Imran Khan knows everything. He knows the West better than the West knows itself. He knows India better than India knows itself. He calls the US secretary of state ignorant because, of course, he knows more about Afghanistan than him.
Problem with the ‘know it all’ attitude is that you don’t learn anything new. Why would you make the effort to learn more when you know everything?
Khan’s inability to learn from experience and to listen to sage advice has landed him into trouble. Although many of his followers have left him, disappointed by his incompetence, a subset of hardcore fans still have their hopes tied to him. They are people who don’t believe they know everything, but they are uninterested in knowing anything, facts do not matter, constitution and parliamentary democracy are abstract concepts having nothing much to do with practical life. All that matters is what their leader says and that he must get back into power at all costs. They get their news from memes and forwarded WhatsApp posts. They know history through shows like Ertugral.
Khan tells his followers that all other politicians are corrupt, chor and daku. The same ‘politicians are corrupt’ mantra that the establishment has indoctrinated for decades. His followers don’t see him as a politician — to them he is an otherworldly figure, a messiah, who will save Pakistan, even after almost four years of incompetence and ouster from office.
Khan’s inability to learn from experience and to listen to sage advice has landed him into trouble. Although many of his followers have left him, disappointed by his incompetence, a subset of hardcore fans still have their hopes tied to him.
Truth is Imran Khan and his followers are products of widespread disinterestedness in learning and knowledge. The habit of not wanting to learn begins early in an individual’s life in the curiosity killing enterprises that are Pakistan’s schools. Ziaul Haq’s Islamization programme systematically discouraged critical thinking and produced obscurantist citizens, some of whom are in positions of power and influence today. Many of Imran Khan’s followers belong to the younger generation but they are firmly grounded in the same obscurantism. A society lacking in reason and rationalism will readily buy fantasies and conspiracy theories from a populist leader; thus Khan’s fans are willing consumers of his narratives of anti-Americanism, victimhood and Islamic nationalism. For them his fascist record and incompetence are drowned by his glamour, optics are more important than substance and governance.

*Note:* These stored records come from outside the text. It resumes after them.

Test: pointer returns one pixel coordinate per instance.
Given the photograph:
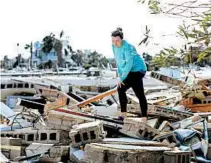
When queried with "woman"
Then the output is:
(131, 69)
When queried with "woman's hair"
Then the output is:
(117, 32)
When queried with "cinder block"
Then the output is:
(209, 119)
(153, 122)
(11, 152)
(11, 141)
(168, 113)
(167, 138)
(177, 157)
(209, 152)
(189, 121)
(136, 128)
(87, 133)
(101, 153)
(165, 126)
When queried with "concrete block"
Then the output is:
(153, 122)
(189, 121)
(11, 141)
(61, 121)
(87, 133)
(166, 126)
(12, 152)
(209, 119)
(169, 113)
(209, 152)
(100, 153)
(132, 141)
(78, 156)
(134, 127)
(168, 138)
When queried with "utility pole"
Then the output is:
(31, 50)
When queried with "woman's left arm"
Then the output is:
(130, 52)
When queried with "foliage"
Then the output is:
(197, 35)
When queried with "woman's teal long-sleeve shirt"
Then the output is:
(127, 60)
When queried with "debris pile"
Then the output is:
(54, 126)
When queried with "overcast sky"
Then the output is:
(88, 23)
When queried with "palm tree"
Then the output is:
(50, 42)
(30, 46)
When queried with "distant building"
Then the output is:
(39, 57)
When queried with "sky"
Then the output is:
(88, 23)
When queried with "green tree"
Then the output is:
(199, 12)
(30, 47)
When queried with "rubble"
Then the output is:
(58, 126)
(87, 133)
(101, 153)
(177, 156)
(134, 127)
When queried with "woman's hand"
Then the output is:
(120, 84)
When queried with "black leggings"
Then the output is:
(134, 80)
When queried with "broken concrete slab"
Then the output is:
(87, 133)
(132, 141)
(135, 128)
(100, 153)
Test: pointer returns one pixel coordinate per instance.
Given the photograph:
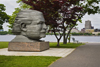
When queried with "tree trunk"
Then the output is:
(58, 42)
(64, 37)
(69, 33)
(69, 38)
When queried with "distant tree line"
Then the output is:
(5, 32)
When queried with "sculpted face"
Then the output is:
(37, 28)
(32, 25)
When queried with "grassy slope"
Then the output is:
(26, 61)
(31, 61)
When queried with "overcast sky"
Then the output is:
(11, 5)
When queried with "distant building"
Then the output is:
(82, 30)
(75, 30)
(88, 24)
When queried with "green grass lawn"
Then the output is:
(69, 45)
(3, 45)
(26, 61)
(31, 61)
(52, 45)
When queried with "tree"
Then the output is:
(3, 16)
(14, 14)
(67, 12)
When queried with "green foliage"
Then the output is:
(3, 45)
(3, 32)
(26, 61)
(89, 34)
(98, 33)
(12, 18)
(68, 45)
(23, 5)
(3, 16)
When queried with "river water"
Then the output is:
(51, 38)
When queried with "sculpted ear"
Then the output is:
(23, 26)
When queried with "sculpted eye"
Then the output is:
(41, 22)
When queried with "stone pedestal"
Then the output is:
(28, 46)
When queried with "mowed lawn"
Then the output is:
(26, 61)
(31, 61)
(52, 45)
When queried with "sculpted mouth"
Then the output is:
(43, 31)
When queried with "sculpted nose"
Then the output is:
(44, 26)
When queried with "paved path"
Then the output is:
(84, 56)
(58, 52)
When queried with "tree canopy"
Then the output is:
(3, 16)
(62, 15)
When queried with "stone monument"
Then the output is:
(88, 24)
(29, 27)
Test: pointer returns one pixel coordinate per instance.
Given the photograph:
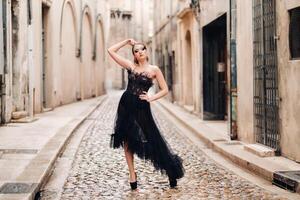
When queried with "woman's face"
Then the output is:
(140, 52)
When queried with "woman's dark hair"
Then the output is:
(142, 44)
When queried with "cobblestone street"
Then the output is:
(99, 172)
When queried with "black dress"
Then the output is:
(135, 125)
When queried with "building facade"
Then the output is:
(235, 62)
(128, 19)
(54, 54)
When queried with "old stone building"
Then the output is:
(235, 63)
(53, 54)
(128, 19)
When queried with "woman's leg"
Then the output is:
(129, 159)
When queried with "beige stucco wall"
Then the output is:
(189, 65)
(289, 88)
(244, 52)
(62, 64)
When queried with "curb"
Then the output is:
(256, 169)
(38, 171)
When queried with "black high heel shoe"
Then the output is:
(133, 185)
(173, 182)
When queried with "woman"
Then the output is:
(134, 128)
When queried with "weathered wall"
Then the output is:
(57, 58)
(244, 52)
(289, 87)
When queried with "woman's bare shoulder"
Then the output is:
(154, 68)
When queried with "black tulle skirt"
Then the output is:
(134, 125)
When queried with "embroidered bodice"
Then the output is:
(138, 82)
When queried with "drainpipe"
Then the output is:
(2, 62)
(233, 78)
(30, 76)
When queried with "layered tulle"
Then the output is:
(134, 124)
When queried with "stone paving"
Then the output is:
(99, 172)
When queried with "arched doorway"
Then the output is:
(88, 67)
(69, 69)
(100, 68)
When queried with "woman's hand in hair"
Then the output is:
(131, 41)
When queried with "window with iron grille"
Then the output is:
(294, 35)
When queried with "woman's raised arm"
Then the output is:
(123, 62)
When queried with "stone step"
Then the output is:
(260, 150)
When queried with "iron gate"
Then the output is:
(265, 74)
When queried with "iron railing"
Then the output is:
(265, 74)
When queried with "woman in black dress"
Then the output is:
(134, 127)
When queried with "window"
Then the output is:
(294, 33)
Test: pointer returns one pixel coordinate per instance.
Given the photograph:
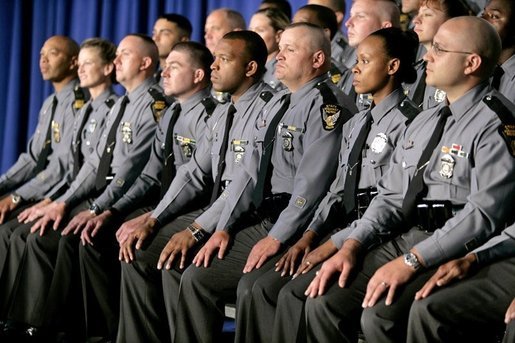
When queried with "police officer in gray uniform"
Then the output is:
(341, 52)
(375, 15)
(501, 14)
(303, 128)
(465, 310)
(45, 160)
(389, 116)
(438, 200)
(185, 77)
(430, 15)
(228, 140)
(120, 156)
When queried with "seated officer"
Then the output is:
(51, 249)
(186, 78)
(366, 16)
(303, 131)
(388, 55)
(466, 299)
(438, 200)
(171, 234)
(501, 14)
(44, 163)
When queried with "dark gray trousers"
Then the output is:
(470, 310)
(204, 291)
(335, 316)
(144, 304)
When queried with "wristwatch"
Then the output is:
(197, 233)
(411, 260)
(95, 209)
(15, 198)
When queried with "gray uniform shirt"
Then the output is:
(130, 153)
(507, 85)
(472, 167)
(35, 186)
(87, 139)
(387, 127)
(187, 131)
(192, 178)
(304, 159)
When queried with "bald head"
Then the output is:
(476, 35)
(148, 48)
(315, 38)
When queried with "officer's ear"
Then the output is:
(393, 66)
(251, 69)
(318, 59)
(146, 62)
(74, 63)
(473, 63)
(198, 76)
(108, 69)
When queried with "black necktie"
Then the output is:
(107, 156)
(417, 188)
(418, 95)
(77, 153)
(223, 151)
(47, 147)
(354, 165)
(169, 163)
(496, 80)
(263, 175)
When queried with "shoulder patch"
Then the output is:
(331, 114)
(408, 109)
(80, 98)
(266, 96)
(209, 104)
(507, 128)
(159, 104)
(110, 103)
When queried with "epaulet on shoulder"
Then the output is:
(266, 96)
(80, 98)
(159, 104)
(507, 128)
(328, 96)
(497, 105)
(209, 104)
(408, 109)
(110, 102)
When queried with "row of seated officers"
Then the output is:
(327, 202)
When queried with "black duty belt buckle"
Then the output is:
(432, 215)
(363, 199)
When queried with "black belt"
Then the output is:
(432, 214)
(273, 205)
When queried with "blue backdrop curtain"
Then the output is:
(26, 24)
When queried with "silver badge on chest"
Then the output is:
(126, 132)
(379, 142)
(447, 167)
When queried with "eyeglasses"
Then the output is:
(435, 47)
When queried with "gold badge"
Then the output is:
(440, 95)
(56, 131)
(126, 133)
(238, 147)
(330, 115)
(447, 168)
(379, 143)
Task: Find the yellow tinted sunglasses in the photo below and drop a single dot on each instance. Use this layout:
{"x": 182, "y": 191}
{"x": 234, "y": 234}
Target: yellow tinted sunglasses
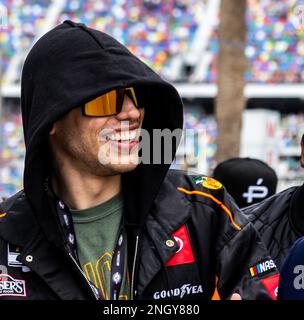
{"x": 109, "y": 104}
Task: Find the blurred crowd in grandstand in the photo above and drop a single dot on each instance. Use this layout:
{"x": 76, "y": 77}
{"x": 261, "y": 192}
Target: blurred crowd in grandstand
{"x": 157, "y": 31}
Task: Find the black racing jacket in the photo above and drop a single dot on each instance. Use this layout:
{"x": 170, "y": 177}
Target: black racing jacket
{"x": 195, "y": 244}
{"x": 279, "y": 221}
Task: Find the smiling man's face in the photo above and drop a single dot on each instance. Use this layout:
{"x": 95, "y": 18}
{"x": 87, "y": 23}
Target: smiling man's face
{"x": 102, "y": 146}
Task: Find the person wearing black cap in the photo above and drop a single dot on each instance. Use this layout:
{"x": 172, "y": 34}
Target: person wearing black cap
{"x": 88, "y": 227}
{"x": 280, "y": 219}
{"x": 247, "y": 180}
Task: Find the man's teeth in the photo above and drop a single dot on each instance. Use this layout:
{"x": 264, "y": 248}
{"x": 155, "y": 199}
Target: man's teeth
{"x": 122, "y": 136}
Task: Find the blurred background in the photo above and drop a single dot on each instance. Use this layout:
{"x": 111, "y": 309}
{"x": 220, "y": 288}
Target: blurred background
{"x": 237, "y": 64}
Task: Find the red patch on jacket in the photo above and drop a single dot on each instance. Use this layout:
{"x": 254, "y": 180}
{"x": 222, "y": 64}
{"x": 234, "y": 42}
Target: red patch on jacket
{"x": 271, "y": 285}
{"x": 184, "y": 254}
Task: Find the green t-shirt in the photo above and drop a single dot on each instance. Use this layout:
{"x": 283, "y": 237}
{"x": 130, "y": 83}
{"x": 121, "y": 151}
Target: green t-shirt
{"x": 97, "y": 230}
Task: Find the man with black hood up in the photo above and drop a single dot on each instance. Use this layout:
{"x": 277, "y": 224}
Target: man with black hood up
{"x": 86, "y": 229}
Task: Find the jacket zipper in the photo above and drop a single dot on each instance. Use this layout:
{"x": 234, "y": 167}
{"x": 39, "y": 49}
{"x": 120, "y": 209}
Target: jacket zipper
{"x": 133, "y": 269}
{"x": 84, "y": 276}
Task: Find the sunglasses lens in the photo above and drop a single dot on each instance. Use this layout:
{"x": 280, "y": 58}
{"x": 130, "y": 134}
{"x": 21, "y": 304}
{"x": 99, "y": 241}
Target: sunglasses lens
{"x": 109, "y": 103}
{"x": 104, "y": 105}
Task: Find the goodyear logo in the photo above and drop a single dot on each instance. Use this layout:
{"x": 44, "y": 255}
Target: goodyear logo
{"x": 208, "y": 182}
{"x": 262, "y": 267}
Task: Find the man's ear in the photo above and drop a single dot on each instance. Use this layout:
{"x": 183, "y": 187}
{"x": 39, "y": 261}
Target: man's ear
{"x": 302, "y": 152}
{"x": 53, "y": 130}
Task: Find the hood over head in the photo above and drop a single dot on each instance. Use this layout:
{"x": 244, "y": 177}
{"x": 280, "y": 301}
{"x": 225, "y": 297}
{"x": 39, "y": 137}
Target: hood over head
{"x": 71, "y": 65}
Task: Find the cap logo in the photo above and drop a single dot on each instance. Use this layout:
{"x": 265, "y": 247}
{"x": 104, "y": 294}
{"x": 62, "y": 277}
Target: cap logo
{"x": 256, "y": 191}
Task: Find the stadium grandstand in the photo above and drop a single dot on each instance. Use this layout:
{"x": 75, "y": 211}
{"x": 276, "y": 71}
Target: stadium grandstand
{"x": 178, "y": 38}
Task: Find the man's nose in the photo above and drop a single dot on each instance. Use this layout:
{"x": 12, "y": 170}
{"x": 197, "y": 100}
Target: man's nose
{"x": 129, "y": 111}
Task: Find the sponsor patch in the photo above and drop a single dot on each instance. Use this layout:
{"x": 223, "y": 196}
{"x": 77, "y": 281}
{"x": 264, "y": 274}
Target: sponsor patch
{"x": 184, "y": 254}
{"x": 3, "y": 214}
{"x": 12, "y": 253}
{"x": 262, "y": 267}
{"x": 10, "y": 287}
{"x": 184, "y": 290}
{"x": 208, "y": 182}
{"x": 271, "y": 285}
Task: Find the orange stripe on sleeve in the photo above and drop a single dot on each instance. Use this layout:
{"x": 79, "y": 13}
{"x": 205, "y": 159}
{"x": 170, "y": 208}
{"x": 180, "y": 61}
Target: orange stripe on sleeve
{"x": 216, "y": 295}
{"x": 207, "y": 195}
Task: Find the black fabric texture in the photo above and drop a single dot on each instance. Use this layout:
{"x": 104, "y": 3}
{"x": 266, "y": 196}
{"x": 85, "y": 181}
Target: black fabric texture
{"x": 71, "y": 65}
{"x": 238, "y": 174}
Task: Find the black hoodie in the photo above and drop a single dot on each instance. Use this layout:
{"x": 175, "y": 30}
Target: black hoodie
{"x": 186, "y": 237}
{"x": 73, "y": 64}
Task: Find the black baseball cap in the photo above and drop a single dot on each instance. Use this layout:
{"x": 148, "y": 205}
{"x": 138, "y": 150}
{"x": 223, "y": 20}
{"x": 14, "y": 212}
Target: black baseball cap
{"x": 248, "y": 180}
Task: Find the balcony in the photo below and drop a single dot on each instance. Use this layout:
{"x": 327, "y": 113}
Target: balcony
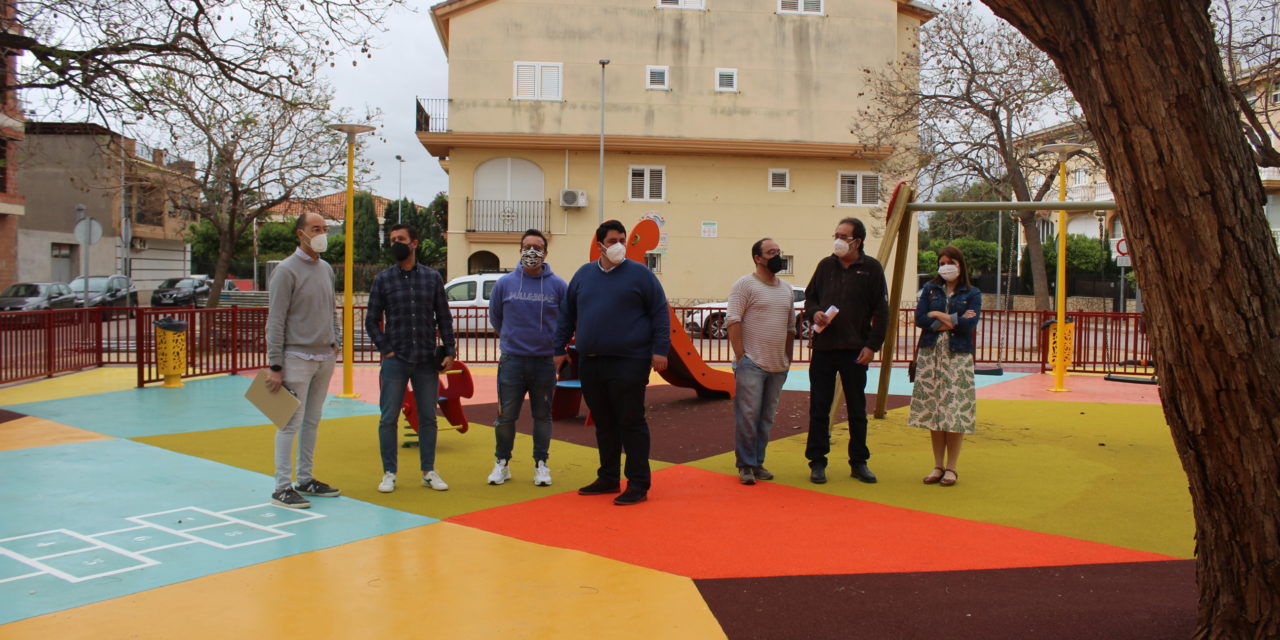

Thus it’s not surprising that Khan’s followers are often from the middle or upper class ‘educated’ sections of the society, that march to their leader’s populist tune. They want quick fixes and won’t give the democratic process a chance.
Here’s a lesson for the new government: revamp Pakistan’s education system so that it produces citizens who are interested in learning and knowledge, change textbooks so that they foster curiosity and critical thinking, and include material that will teach students about constitutionalism and parliamentary democracy. Perhaps then future generations of Pakistanis will put more emphasis on performance and governance than on irrational and blind worship of a personality.
Imran Khan may in his moments of solitude look inward and realize that he does not know everything. Perhaps I am indulging in wishful thinking.